Quello che vedo più pericoloso, in termini di contaminazione di una dinamica fertilissima di condivisione disinteressata, è l'ambizione di usare il proprio blog come trampolino di lancio per la visibilità sui media, la popolarità e la professione. Pericoloso non in assoluto, ma solo quando genera una scrittura paraprofessionale, la convinzione di dover "coprire" tutti gli argomenti e un'inconscia (ma anche no) mediazione tra ciò che si desidererebbe scrivere e ciò che conviene scrivere.

In quest'ultimo caso a mio parere sarebbe opportuna una maggiore consapevolezza del fatto che, a prescindere dallo strumento utilizzato, si esce da una dinamica sociale per entrare in una editoriale, cambiando a tutti gli effetti campo di gioco. Non ho niente contro i blogger professionisti, il nanopublishing e l'uso dei social media come strumento di diffusione di contenuti interessati (anzi): mi preme solo sottolineare come in questo caso l'abbandono dell'economia del dono determini una responsabilità maggiore e la rinuncia agli effetti positivi in termini sociali della parità con i propri interlocutori (che si trasformano in lettori e raramente riescono a ricambiare con la propria competenza quella messa a disposizione, interrompendo la crescita di valore del sistema). E' una questione di relazione, non di contenuti.

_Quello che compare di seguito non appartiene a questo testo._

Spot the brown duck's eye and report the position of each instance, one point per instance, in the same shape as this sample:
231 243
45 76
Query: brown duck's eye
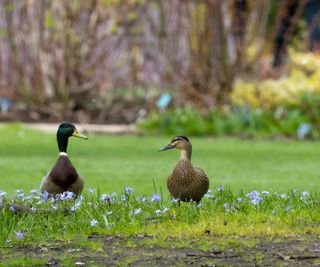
180 138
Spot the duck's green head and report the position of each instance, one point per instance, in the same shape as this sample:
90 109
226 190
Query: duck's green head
179 142
66 130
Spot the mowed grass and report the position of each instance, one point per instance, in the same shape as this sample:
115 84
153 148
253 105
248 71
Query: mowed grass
110 163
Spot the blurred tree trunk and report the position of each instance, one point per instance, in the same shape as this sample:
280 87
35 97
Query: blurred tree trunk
288 17
312 15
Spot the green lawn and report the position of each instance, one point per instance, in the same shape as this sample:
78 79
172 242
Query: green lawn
111 163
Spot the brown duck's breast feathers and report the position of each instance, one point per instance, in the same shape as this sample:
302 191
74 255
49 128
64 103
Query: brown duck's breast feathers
187 182
64 174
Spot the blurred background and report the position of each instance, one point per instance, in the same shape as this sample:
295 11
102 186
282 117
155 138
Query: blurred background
198 67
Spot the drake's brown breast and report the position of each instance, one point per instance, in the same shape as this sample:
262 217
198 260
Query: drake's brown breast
63 173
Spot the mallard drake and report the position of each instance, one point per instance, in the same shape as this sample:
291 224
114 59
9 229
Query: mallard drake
63 176
186 182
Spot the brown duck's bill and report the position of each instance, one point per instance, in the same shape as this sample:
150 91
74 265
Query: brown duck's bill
168 146
76 133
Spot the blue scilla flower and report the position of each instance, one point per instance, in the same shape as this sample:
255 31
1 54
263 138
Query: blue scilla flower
128 190
254 197
155 198
137 211
93 222
19 235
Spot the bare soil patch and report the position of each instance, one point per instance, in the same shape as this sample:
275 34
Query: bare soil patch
143 250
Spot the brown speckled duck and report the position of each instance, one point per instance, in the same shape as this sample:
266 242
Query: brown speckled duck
63 176
186 182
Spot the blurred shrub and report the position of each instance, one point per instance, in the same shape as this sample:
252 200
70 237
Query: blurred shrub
289 106
303 76
290 120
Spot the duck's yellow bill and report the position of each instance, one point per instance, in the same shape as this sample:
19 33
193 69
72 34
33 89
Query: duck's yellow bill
168 146
76 133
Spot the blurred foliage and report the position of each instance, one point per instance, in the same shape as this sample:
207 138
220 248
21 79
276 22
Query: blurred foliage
239 121
288 106
303 76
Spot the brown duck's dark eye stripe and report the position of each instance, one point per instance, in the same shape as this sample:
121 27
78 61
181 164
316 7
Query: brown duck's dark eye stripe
180 137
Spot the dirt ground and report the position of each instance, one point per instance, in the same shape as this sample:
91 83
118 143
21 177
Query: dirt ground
143 251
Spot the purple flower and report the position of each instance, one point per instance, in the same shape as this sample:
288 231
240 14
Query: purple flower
12 208
254 197
106 198
128 190
66 195
165 210
33 209
137 211
91 190
19 194
226 207
19 235
305 194
45 196
34 191
93 222
175 200
220 189
287 209
155 198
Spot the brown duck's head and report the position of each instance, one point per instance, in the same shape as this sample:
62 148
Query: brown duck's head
66 130
179 142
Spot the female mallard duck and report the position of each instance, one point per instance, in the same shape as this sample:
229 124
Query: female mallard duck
186 182
63 176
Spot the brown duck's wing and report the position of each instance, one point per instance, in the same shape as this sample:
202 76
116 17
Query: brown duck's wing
62 177
202 176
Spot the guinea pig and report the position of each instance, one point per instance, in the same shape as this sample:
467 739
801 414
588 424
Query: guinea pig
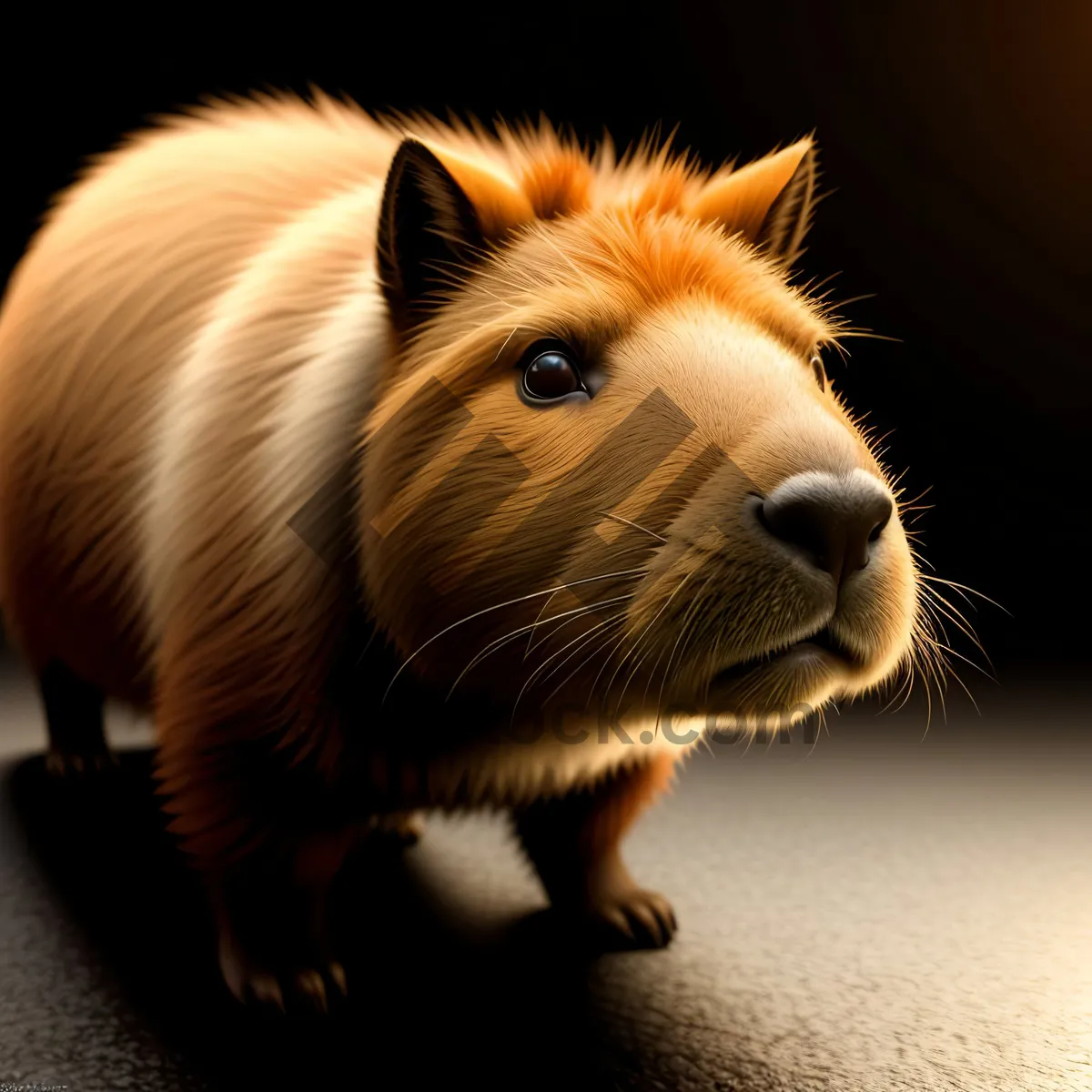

Mi piacerebbe che si avviasse un dibattito sereno su questo tema, anche se mi rendo conto di stare pestando un po' di calli e di rischiare anche l'effetto "da quale pulpito". Sempre più spesso negli ultimi mesi ho sentito l'effetto dell'"inconscia mediazione" di cui parlavo prima, non mi sento affatto esente dal problema, ma continuo ad attribuire un'enorme importanza alla libertà di poter avere uno spazio libero da qualunque interesse, anche dai miei.